Keeping your Python code DRY using Clone Digger

DRY (as in Don't Repeat Yourself) is one of the corner stones of a clean and agile code. This is especially so with the production code but also with test code where finding good abstractions will greatly increase speed and lower maintenance.

When working with python I have found a very nice tool called Clone Digger that helps finding repetitions in code. It is easy to set up and work with and the report is clear and easy to read.

Install it with pip:

pip install clonedigger

When installed it is automatically added to the tool chain. To run it use the following command:

clonedigger package

Package is the directory where the python code is to be found. Clone digger takes a list of packages separated with space. --help will show help on options and configuration.

Clone digger will work it's way through all files in each package and compare them, both within each package and across package listed in the same invocation. If there is code, such as auto generated code, that is not modifiable, it needs to be removed from the packages added in order for the tool not to analyse them.

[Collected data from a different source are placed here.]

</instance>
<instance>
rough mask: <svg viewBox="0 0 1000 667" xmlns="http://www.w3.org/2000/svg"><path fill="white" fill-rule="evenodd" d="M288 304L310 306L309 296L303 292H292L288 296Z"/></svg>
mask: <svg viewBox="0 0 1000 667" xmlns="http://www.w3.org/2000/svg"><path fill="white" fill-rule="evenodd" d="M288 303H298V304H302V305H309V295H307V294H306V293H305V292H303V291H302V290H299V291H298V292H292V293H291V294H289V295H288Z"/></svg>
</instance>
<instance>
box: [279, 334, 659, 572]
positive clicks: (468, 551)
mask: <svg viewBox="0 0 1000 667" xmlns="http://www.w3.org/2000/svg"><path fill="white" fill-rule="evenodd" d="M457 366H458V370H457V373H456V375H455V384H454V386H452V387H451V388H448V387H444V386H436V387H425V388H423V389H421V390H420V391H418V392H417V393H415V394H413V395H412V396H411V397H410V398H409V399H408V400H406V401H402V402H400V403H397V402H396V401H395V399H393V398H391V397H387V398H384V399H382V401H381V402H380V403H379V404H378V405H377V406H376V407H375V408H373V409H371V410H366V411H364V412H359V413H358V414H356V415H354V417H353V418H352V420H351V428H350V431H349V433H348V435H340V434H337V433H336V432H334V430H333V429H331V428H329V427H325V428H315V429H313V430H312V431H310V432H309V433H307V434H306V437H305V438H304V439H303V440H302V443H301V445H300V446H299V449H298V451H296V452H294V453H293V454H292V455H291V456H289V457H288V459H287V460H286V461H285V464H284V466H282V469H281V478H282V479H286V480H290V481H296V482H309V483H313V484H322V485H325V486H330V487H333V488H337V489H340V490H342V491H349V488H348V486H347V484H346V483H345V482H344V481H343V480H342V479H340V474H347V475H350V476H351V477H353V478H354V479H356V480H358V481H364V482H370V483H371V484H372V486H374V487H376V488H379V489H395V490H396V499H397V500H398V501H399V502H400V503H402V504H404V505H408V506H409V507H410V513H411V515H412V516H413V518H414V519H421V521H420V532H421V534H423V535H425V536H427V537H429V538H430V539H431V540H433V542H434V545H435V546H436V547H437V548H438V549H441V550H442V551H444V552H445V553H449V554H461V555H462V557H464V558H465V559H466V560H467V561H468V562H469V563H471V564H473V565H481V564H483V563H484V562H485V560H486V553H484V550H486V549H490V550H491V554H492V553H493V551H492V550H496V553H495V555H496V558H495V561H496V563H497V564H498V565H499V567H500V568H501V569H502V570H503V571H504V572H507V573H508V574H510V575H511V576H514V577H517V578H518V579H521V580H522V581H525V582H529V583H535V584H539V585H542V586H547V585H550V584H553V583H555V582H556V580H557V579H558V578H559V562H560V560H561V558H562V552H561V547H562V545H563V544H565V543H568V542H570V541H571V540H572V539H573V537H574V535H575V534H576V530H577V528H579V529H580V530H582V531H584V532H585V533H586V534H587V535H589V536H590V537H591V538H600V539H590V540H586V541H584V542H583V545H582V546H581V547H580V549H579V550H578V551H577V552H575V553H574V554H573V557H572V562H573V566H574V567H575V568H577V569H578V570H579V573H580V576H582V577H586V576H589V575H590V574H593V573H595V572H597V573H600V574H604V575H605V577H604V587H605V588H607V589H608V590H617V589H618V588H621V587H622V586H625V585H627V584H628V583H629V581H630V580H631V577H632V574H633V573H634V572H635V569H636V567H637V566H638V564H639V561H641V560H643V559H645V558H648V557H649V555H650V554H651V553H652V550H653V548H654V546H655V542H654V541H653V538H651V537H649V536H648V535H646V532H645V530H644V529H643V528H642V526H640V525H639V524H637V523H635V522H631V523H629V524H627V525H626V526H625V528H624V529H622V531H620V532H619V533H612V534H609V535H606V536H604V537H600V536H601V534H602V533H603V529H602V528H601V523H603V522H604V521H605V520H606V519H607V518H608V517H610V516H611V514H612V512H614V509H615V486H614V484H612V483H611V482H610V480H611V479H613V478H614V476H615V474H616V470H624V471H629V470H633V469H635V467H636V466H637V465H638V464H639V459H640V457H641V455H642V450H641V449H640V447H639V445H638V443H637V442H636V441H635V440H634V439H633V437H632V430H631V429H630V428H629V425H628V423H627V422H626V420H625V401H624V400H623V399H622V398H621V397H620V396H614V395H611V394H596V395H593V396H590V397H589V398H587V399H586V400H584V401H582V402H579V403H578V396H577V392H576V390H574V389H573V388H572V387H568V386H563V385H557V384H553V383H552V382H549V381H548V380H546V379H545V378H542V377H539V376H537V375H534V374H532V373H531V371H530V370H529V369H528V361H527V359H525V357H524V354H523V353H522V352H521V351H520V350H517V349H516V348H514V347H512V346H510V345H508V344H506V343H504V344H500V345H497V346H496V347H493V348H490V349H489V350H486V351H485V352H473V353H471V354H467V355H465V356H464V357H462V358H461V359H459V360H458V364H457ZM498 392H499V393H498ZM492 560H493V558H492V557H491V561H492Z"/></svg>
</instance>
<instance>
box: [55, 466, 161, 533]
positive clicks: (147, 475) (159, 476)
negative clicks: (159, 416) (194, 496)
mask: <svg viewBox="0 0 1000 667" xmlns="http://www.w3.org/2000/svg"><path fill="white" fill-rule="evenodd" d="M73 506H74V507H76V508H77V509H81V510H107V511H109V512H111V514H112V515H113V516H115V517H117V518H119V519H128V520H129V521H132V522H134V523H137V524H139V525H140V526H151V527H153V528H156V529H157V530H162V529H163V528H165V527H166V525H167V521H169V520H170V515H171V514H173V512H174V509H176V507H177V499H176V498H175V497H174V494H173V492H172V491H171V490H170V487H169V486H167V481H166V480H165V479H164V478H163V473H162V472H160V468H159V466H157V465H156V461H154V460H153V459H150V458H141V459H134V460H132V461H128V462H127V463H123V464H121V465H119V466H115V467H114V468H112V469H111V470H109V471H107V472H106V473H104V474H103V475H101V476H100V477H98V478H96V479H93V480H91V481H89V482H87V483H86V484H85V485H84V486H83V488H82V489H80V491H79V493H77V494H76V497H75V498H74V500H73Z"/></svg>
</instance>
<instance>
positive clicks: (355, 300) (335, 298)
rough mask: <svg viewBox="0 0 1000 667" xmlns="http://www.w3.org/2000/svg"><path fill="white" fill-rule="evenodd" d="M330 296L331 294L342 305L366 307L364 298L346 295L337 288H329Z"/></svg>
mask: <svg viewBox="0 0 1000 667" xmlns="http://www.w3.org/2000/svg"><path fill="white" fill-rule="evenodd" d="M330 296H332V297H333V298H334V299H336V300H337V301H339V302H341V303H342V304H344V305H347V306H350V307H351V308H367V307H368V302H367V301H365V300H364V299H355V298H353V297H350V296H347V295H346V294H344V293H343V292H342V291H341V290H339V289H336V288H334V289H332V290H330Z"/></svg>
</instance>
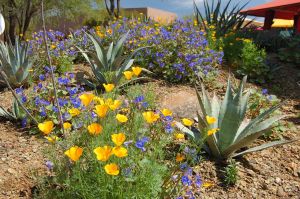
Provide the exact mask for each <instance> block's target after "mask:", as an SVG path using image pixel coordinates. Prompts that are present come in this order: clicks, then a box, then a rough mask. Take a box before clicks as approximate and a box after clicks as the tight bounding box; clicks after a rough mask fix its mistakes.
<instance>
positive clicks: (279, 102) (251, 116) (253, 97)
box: [247, 89, 281, 118]
mask: <svg viewBox="0 0 300 199" xmlns="http://www.w3.org/2000/svg"><path fill="white" fill-rule="evenodd" d="M250 93H251V95H250V98H249V104H248V108H249V112H248V115H247V116H248V117H249V118H255V117H256V116H258V115H259V114H261V113H263V112H265V111H266V110H267V109H269V108H271V107H272V106H275V105H277V104H279V103H280V100H279V99H278V98H277V96H276V95H271V94H269V93H268V90H267V89H262V90H256V89H250ZM278 111H279V110H277V111H275V113H277V114H278ZM280 113H281V112H280Z"/></svg>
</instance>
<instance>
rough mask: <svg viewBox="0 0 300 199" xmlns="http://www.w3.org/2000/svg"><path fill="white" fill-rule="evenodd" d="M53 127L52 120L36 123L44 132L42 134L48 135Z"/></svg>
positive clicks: (38, 126) (43, 131) (40, 128)
mask: <svg viewBox="0 0 300 199" xmlns="http://www.w3.org/2000/svg"><path fill="white" fill-rule="evenodd" d="M53 127H54V123H53V122H52V121H45V122H43V123H39V124H38V128H39V130H40V131H42V132H43V133H44V135H48V134H49V133H51V132H52V130H53Z"/></svg>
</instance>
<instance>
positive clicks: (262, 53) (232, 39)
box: [222, 32, 270, 82]
mask: <svg viewBox="0 0 300 199" xmlns="http://www.w3.org/2000/svg"><path fill="white" fill-rule="evenodd" d="M222 40H223V50H224V58H225V60H226V61H227V62H228V63H229V65H230V66H232V67H233V68H234V70H235V72H236V73H237V74H238V75H240V76H245V75H247V76H249V78H250V79H251V80H255V81H258V82H264V81H265V79H266V78H268V76H269V73H270V67H269V66H268V65H267V64H266V51H265V50H264V49H260V48H259V47H258V46H257V45H256V44H255V43H254V42H253V41H252V40H250V39H243V38H240V37H239V33H234V32H231V33H228V34H226V35H225V36H224V37H223V38H222Z"/></svg>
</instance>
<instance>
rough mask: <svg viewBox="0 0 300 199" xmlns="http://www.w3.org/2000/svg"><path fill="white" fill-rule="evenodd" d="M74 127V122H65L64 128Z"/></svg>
mask: <svg viewBox="0 0 300 199" xmlns="http://www.w3.org/2000/svg"><path fill="white" fill-rule="evenodd" d="M71 127H72V124H71V123H69V122H65V123H64V129H70V128H71Z"/></svg>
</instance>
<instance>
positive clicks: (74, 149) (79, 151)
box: [65, 146, 83, 162]
mask: <svg viewBox="0 0 300 199" xmlns="http://www.w3.org/2000/svg"><path fill="white" fill-rule="evenodd" d="M82 152H83V149H82V148H81V147H78V146H73V147H71V148H70V149H69V150H67V151H65V155H66V156H68V157H69V158H70V159H71V160H73V161H74V162H76V161H78V160H79V158H80V157H81V155H82Z"/></svg>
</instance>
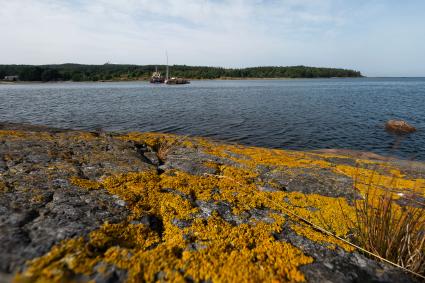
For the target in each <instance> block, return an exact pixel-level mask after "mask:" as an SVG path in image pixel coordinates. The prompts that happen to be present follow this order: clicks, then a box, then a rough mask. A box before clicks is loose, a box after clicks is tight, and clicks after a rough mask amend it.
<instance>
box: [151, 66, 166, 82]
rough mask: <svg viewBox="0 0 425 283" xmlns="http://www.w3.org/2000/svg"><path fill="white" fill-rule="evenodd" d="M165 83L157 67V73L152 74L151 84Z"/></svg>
mask: <svg viewBox="0 0 425 283" xmlns="http://www.w3.org/2000/svg"><path fill="white" fill-rule="evenodd" d="M164 81H165V79H164V77H163V76H162V75H161V72H158V67H157V66H155V72H154V73H153V74H152V77H151V79H150V82H151V83H152V84H162V83H164Z"/></svg>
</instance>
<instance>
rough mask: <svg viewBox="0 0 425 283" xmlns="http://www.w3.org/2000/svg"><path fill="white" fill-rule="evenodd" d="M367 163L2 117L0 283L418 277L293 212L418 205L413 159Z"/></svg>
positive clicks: (339, 217) (187, 139) (415, 165)
mask: <svg viewBox="0 0 425 283" xmlns="http://www.w3.org/2000/svg"><path fill="white" fill-rule="evenodd" d="M363 157H364V156H363ZM363 157H362V156H360V157H359V155H355V154H351V153H350V152H345V153H344V152H342V153H340V152H335V151H324V152H297V151H284V150H272V149H264V148H255V147H246V146H240V145H235V144H223V143H220V142H215V141H211V140H206V139H201V138H188V137H179V136H175V135H166V134H156V133H125V134H117V133H99V132H83V131H73V130H62V129H52V128H46V127H41V126H31V125H20V124H10V123H9V124H8V123H3V124H0V231H1V233H0V278H1V279H0V282H11V281H15V282H36V281H38V282H65V281H73V282H88V281H90V280H93V282H152V281H164V282H167V281H178V282H261V281H264V282H303V281H308V282H417V279H416V278H414V277H412V276H410V275H408V274H406V273H404V272H402V271H401V270H399V269H397V268H395V267H392V266H390V265H388V264H384V263H382V262H378V261H376V260H374V259H371V258H369V257H366V256H365V255H363V254H361V253H359V252H358V251H356V250H355V249H354V248H353V247H351V246H349V245H347V244H346V243H344V242H342V241H340V240H338V239H337V238H334V237H332V236H329V235H326V234H324V233H323V232H320V231H319V230H317V229H314V228H312V227H311V225H309V224H307V223H305V222H303V221H301V220H300V218H299V217H302V218H303V219H306V220H308V221H309V222H311V223H314V224H316V225H318V226H320V227H324V228H326V229H327V230H329V231H330V232H332V233H333V234H336V235H338V236H340V237H343V238H347V239H349V238H350V229H351V227H350V224H349V223H350V221H348V220H347V218H352V217H353V213H354V212H353V208H352V204H353V201H354V200H355V199H357V198H361V197H362V192H363V191H364V189H365V187H367V186H369V185H373V186H376V187H379V188H381V189H385V190H392V191H393V192H394V193H396V194H398V195H399V196H400V198H399V203H400V205H403V201H404V197H406V196H412V195H414V196H415V197H416V198H417V199H418V203H424V198H423V194H419V193H417V192H418V188H419V189H422V190H423V189H424V188H425V170H424V165H423V164H422V163H411V162H406V161H399V160H395V159H392V160H383V159H382V158H376V159H370V158H369V159H365V158H363ZM372 157H373V156H372ZM394 176H395V177H396V178H397V182H394V181H393V180H394ZM419 191H420V190H419ZM297 216H298V217H297Z"/></svg>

It will generate a report looking like the one below to output.html (this is configurable).

Clone Digger output

Working with tools like this makes it easy to spot where new abstractions should be added to remove code duplication. Both in test and production code. Where ever repetition is found which does not fill an important documenting function (which is sometimes the case in tests) it is easy to spot where and how a method should be added to pull the functionality together. It will also help in naming such methods. There are of cause some false positives. Especially in the test code where method bodies are often descriptive rather then dry. But even here it helps to find common assertions which can be pulled up and made into new descriptive methods. This becomes especially valuable when working with given-when-then in tests.